Derek Gatopoulos and Nicholas Paphitis, Associated Press

A protester stands in front of the Greek state television ERT headquarters in Athens, on Tuesday, June 18, 2013. State TV channels in Greece remained off-air Tuesday as the political storm over the future of public broadcaster ERT rages on despite a court ruling that the prime minister's decision to pull the plug was wrong. The banner on the top reads in Greek "ERT is, and will remain open"(AP Photo/Petros Giannakouris)

ATHENS, Greece (AP) -- Greece's governing coalition parties met for a second time in three days to try and end a political crisis triggered by the closure of state broadcaster ERT.

Conservative Prime Minister Antonis Samaras was in talks Wednesday with coalition partners — the Socialist Pasok and Democratic Left parties — who have opposed his decision to switch off ERT's signal and fire all its 2,700 employees.

ERT was axed as international pressure is growing on the bailed-out country to fire public servants and speed up long-term cost cutting reforms aimed at making the country's budget and national debt sustainable.

The dispute has raised the threat of a snap general election in crisis-hit Greece, just one year after the last general election.
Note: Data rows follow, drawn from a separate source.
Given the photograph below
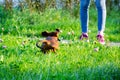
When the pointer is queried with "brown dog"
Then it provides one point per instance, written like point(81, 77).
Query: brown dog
point(51, 43)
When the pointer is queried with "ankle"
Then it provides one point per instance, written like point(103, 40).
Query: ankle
point(100, 33)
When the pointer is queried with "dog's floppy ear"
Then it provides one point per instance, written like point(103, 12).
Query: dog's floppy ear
point(44, 33)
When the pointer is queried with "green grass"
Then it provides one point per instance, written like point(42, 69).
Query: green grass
point(74, 61)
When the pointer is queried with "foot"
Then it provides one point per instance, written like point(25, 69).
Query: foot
point(100, 38)
point(84, 36)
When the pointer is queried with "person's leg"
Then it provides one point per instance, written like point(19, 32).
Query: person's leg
point(101, 8)
point(84, 16)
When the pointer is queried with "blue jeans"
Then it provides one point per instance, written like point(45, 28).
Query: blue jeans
point(84, 16)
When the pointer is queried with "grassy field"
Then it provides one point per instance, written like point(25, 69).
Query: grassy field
point(20, 59)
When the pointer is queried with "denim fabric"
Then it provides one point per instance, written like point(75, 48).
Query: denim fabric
point(84, 15)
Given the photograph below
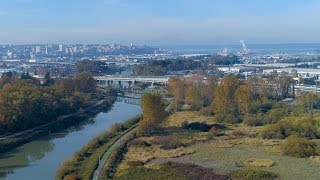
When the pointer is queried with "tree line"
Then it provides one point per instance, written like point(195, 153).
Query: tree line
point(162, 67)
point(26, 103)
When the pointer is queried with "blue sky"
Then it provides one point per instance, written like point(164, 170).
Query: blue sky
point(159, 21)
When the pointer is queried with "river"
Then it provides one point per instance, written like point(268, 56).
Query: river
point(41, 158)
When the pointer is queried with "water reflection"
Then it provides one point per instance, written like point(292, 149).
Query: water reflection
point(40, 159)
point(24, 155)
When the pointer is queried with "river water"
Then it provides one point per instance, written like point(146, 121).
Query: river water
point(39, 159)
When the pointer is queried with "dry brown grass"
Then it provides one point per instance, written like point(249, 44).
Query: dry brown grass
point(259, 162)
point(190, 116)
point(145, 154)
point(315, 159)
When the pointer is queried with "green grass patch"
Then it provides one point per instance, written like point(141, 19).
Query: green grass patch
point(249, 174)
point(259, 162)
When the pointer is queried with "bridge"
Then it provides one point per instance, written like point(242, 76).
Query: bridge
point(129, 100)
point(130, 79)
point(301, 89)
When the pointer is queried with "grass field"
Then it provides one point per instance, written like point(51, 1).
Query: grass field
point(240, 147)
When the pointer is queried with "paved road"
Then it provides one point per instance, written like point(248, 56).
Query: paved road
point(106, 155)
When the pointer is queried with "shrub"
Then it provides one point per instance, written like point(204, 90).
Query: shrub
point(206, 111)
point(299, 147)
point(249, 174)
point(138, 143)
point(301, 126)
point(170, 171)
point(258, 162)
point(198, 126)
point(71, 177)
point(167, 142)
point(231, 119)
point(254, 120)
point(214, 130)
point(184, 125)
point(135, 163)
point(238, 133)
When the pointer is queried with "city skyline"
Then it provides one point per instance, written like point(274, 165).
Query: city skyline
point(158, 23)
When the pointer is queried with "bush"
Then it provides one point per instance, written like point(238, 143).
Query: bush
point(238, 133)
point(170, 171)
point(71, 177)
point(197, 126)
point(214, 130)
point(138, 143)
point(302, 126)
point(299, 147)
point(249, 174)
point(135, 163)
point(275, 115)
point(167, 142)
point(253, 120)
point(258, 162)
point(206, 111)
Debt monitors from the "troika" of the International Monetary Fund, European Commission and European Central Bank suspended their inspection in Athens "to allow completion of technical work" and will resume at the end of the month, a joint statement said Wednesday.
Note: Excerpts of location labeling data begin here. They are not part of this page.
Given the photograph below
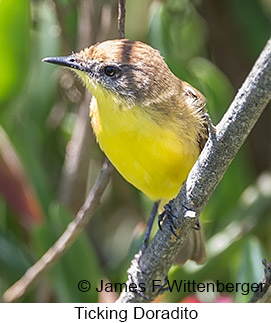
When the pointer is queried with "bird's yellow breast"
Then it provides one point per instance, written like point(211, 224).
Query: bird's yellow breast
point(152, 156)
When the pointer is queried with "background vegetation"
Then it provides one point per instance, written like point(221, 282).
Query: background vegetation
point(49, 158)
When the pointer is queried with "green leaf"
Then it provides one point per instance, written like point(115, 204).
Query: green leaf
point(14, 46)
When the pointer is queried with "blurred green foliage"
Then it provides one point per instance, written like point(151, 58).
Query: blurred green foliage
point(38, 113)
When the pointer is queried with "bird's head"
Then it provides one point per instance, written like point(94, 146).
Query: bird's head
point(133, 71)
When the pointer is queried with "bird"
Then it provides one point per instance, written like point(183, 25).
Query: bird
point(150, 124)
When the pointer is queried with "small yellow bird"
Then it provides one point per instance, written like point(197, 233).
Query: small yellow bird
point(150, 124)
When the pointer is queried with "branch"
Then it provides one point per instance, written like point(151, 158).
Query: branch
point(121, 18)
point(220, 149)
point(67, 238)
Most analysts have argued that politicians are unlikely to gamble on the country's vital bailout program given that opinion polls suggest no party would emerge the outright winner.
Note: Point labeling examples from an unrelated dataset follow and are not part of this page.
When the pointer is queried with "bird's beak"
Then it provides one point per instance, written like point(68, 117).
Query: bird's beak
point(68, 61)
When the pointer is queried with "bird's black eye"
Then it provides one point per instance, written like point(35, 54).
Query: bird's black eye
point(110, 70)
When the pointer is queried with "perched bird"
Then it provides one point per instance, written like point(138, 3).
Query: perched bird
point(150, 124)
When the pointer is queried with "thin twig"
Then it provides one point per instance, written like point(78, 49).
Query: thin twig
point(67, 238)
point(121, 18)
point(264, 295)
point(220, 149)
Shares on the Athens Stock Exchange were unchanged Wednesday, as markets in Europe drifted.

Before the meeting Wednesday, Pasok spokeswoman Fofi Gennimata demanded the government switch ERT's signal back on, in compliance with a high court decision this week.

But conservatives insist the public broadcaster will remain off the air until a more efficient state TV and radio network is set up.

"It's not acceptable for an elected government to fail to comply with a high court order," Gennimata told private Vima FM radio.

She denied reports that senior members of her party were seeking Samaras' replacement as prime minister.

Fired ERT employees have continued unauthorized broadcasts since the June 11 closure, streamed mostly online and on disused analog frequencies, and have even expanded regional TV and radio programming this week.

Media unions Wednesday filed a lawsuit against Greece's finance and media ministers, accusing them of violating the high court ruling.

Greece's two largest labor unions staged a protest rally outside ERT headquarters, a building 10 kilometers (6 miles) north of central Athens that remains occupied by laid off broadcast workers for a ninth day.

"There can be no compromise with the barbarism of these layoffs or the screens going blank," leftist opposition leader Alexis Tsipras said. "Whatever is decided tonight, ERT will stay open."


AP writer Juergen Baetz in Berlin contributed to this report.